You may have heard about robot.txt, but probably you do not know the use of it. It is a misconception in people that robots.txt file a way of protecting folders and pages from hackers and thieves. In fact, it is totally unrelated concept to it. Few internet marketing companies use robot.txt file as a part of their SEO services. The question arises that what is the use of robots.txt for you? It is helpful to protect files that you don’t want indexed by search engine. If I tell about it in simple form, it is simply a text file. A file of commands accepted by the search engines, and it will help in getting more website traffic for you.
Robots.txt file is a file, which is initially checked by the search engine crawlers (robots), and based on it search engine decides, which pages have to do index, and which pages do not have to index. If you want search engines does not access the certain folders, you can use simple robot txt command “Disallow: /cgi-bin/” (without the quotes) – and the directory will not be accessible for search engine. Some search engine optimization experts claim that bots do not follow the rules, but it is not true. You can also use robots.txt file declaring your site map without creating a Google and Yahoo account, in which you have to submit it manually.
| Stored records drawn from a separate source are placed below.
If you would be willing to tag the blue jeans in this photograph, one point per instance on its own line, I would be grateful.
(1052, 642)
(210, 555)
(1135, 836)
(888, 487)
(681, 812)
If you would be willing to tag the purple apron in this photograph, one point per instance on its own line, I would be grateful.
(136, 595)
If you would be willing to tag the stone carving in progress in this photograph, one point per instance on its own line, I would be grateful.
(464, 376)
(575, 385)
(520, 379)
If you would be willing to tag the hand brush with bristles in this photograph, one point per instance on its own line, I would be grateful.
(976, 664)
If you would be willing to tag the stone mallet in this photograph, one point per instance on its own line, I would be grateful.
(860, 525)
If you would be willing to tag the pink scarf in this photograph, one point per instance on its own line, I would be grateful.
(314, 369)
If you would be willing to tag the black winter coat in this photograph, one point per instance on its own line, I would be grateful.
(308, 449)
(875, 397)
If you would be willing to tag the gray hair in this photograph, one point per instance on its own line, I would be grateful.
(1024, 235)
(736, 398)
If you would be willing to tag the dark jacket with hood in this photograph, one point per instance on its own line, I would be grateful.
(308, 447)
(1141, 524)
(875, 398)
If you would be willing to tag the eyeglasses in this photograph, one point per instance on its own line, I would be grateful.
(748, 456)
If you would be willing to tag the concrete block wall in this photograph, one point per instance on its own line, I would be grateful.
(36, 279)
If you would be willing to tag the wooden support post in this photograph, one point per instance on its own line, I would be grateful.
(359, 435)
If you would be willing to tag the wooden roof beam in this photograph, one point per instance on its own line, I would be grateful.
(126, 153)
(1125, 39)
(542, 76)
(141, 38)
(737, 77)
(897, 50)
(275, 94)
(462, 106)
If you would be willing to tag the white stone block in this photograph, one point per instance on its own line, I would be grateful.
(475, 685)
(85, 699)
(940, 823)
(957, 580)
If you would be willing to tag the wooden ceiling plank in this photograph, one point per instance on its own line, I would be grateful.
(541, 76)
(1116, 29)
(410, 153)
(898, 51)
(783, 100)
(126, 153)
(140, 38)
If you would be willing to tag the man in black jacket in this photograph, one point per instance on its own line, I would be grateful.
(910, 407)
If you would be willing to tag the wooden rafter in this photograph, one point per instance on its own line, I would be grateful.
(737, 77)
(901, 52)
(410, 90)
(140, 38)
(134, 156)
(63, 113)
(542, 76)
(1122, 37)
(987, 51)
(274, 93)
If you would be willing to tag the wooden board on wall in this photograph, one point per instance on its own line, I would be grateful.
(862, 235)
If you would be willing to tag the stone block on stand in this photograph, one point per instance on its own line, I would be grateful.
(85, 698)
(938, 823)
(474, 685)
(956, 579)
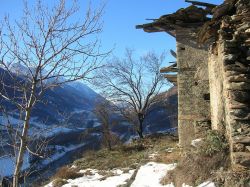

If you have a new website, you can use robots.txt file to tell search engines how robots or crawl will index your site. Suppose that you have a website related to dog, and you have put a content related to cat on your website. Search engine assumes that this site does not focus on particularly on one theme, this concept is called theme bleeding, and search engine will do lower your page rank. To prevent theme bleeding in your site, you can use robot.txt file to stop search engine to index pages, which does not match with the theme of your site.
After knowing that what is robot.txt, you will be excited to know that how to create it. Well, Notepad is a best option to create it, save your file with the name “robot.txt”. Now you have to upload it in the root directory of your server. Perhaps you may not know its commands. You can use free creating scripts available online. Robots.txt file works as a messenger for search engines, which tell search engines, what pages are indexed, and what pages are not indexed. You can restrict private pages or files to index by search engines by using following command
Disallow: / YourFiles
Disallow: / PrivateD
In the given example, star (*) is used to give allow permission to all user-agents. The second line use to deny the permission of crawling for directory www.example website.com/Your Files. The third line is the indication that you are giving permission to allow all pages except for Login Page.
Some content in your website may be created in programming languages, such as ASP or PHP. Many search engines are not so advanced that they can check dynamically generated content properly, by smartly implementing robots.txt; you can stop search engines to index these contents.